In mathematics, a definite quadratic form is a special kind of mathematical expression that uses squares of numbers from a real space. This form always gives the same kind of result—either always positive or always negative—for every non-zero combination of numbers in that space. When it always gives positive results, it is called positive-definite, and when it always gives negative results, it is called negative-definite.

There is also something called a semidefinite (or semi-definite) quadratic form. This type never goes below zero or above zero, meaning it can sometimes be zero even when the numbers aren’t all zero.

An indefinite quadratic form is different because it can give both positive and negative results. This kind is known as an isotropic quadratic form.

These ideas work not just with real numbers, but also in any space where numbers can be compared in order, called an ordered field.

Associated symmetric bilinear form

Quadratic forms are closely related to symmetric bilinear forms. They both can be described as definite, semidefinite, and so on, based on their properties.

A quadratic form Q and its related symmetric bilinear form B follow these rules:

• Q(x) equals B(x, x)
• B(x, y) equals B(y, x), and this is also half of [Q(x + y) minus Q(x) minus Q(y)]
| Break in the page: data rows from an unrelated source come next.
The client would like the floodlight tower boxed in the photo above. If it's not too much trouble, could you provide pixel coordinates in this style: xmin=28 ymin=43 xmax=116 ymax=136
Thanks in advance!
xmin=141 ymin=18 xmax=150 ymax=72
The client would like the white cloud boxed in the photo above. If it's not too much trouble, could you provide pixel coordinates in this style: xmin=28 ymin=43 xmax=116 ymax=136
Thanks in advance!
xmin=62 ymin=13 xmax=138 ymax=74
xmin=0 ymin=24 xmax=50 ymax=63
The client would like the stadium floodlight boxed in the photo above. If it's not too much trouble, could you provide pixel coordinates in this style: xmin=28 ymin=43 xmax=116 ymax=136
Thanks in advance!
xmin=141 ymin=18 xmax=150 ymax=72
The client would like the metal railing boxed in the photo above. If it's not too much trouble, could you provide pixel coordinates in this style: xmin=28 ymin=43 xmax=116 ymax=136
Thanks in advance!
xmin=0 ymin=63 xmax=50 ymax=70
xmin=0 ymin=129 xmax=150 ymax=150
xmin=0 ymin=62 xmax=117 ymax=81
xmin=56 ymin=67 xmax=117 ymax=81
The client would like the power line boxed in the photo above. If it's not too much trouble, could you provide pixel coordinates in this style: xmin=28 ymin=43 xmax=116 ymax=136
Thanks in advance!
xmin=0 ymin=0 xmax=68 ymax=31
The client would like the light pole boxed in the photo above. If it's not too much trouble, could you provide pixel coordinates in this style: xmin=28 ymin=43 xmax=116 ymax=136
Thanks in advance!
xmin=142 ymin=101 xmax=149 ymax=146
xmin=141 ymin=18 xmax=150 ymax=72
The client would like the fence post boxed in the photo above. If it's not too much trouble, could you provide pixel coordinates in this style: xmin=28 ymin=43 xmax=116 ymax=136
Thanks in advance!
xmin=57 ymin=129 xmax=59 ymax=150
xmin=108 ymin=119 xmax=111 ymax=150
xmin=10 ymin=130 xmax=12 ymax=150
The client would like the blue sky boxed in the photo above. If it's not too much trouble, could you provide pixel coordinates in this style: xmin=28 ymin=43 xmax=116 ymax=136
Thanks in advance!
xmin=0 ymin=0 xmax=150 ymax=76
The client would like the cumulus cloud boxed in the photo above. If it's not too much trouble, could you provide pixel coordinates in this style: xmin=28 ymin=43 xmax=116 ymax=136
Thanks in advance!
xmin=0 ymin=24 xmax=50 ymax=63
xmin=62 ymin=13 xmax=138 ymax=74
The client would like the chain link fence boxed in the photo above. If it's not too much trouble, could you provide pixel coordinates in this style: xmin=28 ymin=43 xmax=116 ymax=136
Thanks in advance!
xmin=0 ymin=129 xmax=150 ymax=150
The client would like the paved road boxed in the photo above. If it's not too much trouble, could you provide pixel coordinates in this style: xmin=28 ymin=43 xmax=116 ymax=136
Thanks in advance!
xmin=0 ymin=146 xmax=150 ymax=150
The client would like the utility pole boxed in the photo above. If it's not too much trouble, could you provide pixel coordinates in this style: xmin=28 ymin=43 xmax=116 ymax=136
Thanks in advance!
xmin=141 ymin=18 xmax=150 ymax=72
These relationships help show how quadratic forms and symmetric bilinear forms connect to each other.

Examples

Let's look at some examples of quadratic forms. Imagine a space with two directions, like up-down and left-right. We can create a special rule that tells us how "big" a point is in this space by using numbers for each direction.

If both numbers are positive, our rule will always give a positive result for any point that isn't exactly at the center (where both directions are zero). This is called a positive-definite form.

If one number is positive and the other is zero, the result will either be zero or positive. This is called a positive semidefinite form.

We can also make more complex rules that mix the two directions together. Whether these rules are always positive, always negative, or sometimes positive and sometimes negative depends on the specific numbers we choose. This helps us understand different kinds of quadratic forms.

Optimization

Definite quadratic forms are useful in solving optimization problems. When we add linear terms to the quadratic form, we get an expression like xᵀAx + bᵀx. To find the maximum or minimum value, we set the derivative to zero, which gives us 2Ax + b = 0. Solving this, we find x = −½A⁻¹b, assuming A is invertible.

If the quadratic form is positive-definite, this solution gives a minimum value. If it is negative-definite, the solution gives a maximum value. This idea is important in multiple regression, where we find the best fit by minimizing the sum of squared differences in the data.